At the breakfast table this morning I asked myself, why, oh why, would a woman with 6 children, all of them under the age of 10, a set of twins being the youngest, undergo fertility treatments? Is that ethical?
I think that a distinction needs to be made between a woman with six young children who becomes pregnant naturally (oops!), and one who takes extensive, expensive, and, strictly speaking, medically unnecessary steps. With the medications, doctors visits, ultra-sounds, various procedures, etc…, fertility treatments, rarely covered by medical insurance, start at around $10,000 and can go up, way up, from there. This woman must have been fully aware of what she was doing and undertook great cost and great effort to do it.
I don’t know this woman’s particular medical history, but I do know that in IVF even if you have 8 (or more) viable embreyos that make it to the 5 day stage, you don’t need to implant them all. The storage technology has come a long way and the loss of, for want of a better word, potency, is minimal.
The woman refused selective abortions to reduce the number of fetuses. This seems to me to be the only obviously morally unobjectionable decision made by anyone involved in this case.
A lot of discussion that I’ve seen on various blogs skips right to what many believe to be the heart of the matter. Is there alimit of the number of children one ought to bear or a limit to what you may do to bear them? One blogger asks,
When so many children are dying of starvation and disease around the world, and when so many childless couples are trying hard to have one child, isn’t it selfish to produce eight more?

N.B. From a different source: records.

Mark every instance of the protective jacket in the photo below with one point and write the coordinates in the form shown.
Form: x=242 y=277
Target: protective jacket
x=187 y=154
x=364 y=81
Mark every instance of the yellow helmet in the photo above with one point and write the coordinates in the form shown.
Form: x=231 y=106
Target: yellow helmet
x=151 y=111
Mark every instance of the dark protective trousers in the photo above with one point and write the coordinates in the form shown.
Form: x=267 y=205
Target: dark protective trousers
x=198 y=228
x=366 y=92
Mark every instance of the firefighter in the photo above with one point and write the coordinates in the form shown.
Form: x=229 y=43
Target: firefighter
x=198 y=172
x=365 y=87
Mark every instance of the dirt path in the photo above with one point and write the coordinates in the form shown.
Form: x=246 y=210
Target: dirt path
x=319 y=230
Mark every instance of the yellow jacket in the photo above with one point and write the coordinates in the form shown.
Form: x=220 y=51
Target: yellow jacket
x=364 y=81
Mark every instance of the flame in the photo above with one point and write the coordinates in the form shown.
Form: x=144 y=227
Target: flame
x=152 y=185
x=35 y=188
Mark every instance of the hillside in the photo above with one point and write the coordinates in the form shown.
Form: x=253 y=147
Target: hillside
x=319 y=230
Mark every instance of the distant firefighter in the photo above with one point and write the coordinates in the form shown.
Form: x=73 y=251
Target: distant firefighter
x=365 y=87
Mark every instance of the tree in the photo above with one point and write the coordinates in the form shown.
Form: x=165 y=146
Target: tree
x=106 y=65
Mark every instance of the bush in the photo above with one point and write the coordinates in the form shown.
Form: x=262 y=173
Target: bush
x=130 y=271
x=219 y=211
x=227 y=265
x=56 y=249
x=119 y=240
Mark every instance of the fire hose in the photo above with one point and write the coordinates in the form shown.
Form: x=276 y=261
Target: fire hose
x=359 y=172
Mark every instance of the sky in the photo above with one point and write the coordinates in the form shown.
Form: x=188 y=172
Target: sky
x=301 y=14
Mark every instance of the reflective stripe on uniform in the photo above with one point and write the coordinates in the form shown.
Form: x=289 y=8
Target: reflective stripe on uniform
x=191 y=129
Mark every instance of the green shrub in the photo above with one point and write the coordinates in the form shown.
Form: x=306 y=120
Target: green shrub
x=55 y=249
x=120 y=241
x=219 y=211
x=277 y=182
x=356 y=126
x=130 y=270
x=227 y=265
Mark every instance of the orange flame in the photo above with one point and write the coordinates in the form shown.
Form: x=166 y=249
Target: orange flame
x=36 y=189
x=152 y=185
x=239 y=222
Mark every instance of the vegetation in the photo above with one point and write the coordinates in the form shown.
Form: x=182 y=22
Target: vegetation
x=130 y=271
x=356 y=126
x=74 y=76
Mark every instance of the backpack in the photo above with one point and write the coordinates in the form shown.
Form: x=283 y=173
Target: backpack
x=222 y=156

The first question, whether in light of world poverty this sort of thing ought to be allowed, seems sort of silly. I’m finding hard to imagine what effect 8 more children in the U.S. will have on the poor and benighted of the world. The second question is even worse. I don’t think that there is such desperate need for fertility drugs such that a ration should be put in place to make sure that “truly deserving” couples receive them. There is as much and as good left over for others to use.
It’s my position that children ought to be born or raised for their own sake; they are not merely ends to satisfy the desires of the parents. In addition, the state has an interest in the cultivation of the young. This may mean staying out of the way of good parents, and not allowing bad or poor parents to shirk their responsibilities, but it may also mean not allowing something this extreme to take place.
In the end, I object to her behavior, though it may be out of pure prejudice, which according to Kirk isn’t always a bad thing, and I’m not quite willing to prescribe some sort of legal sanction, but I’m still trying to formulate the exact ethical principle at work.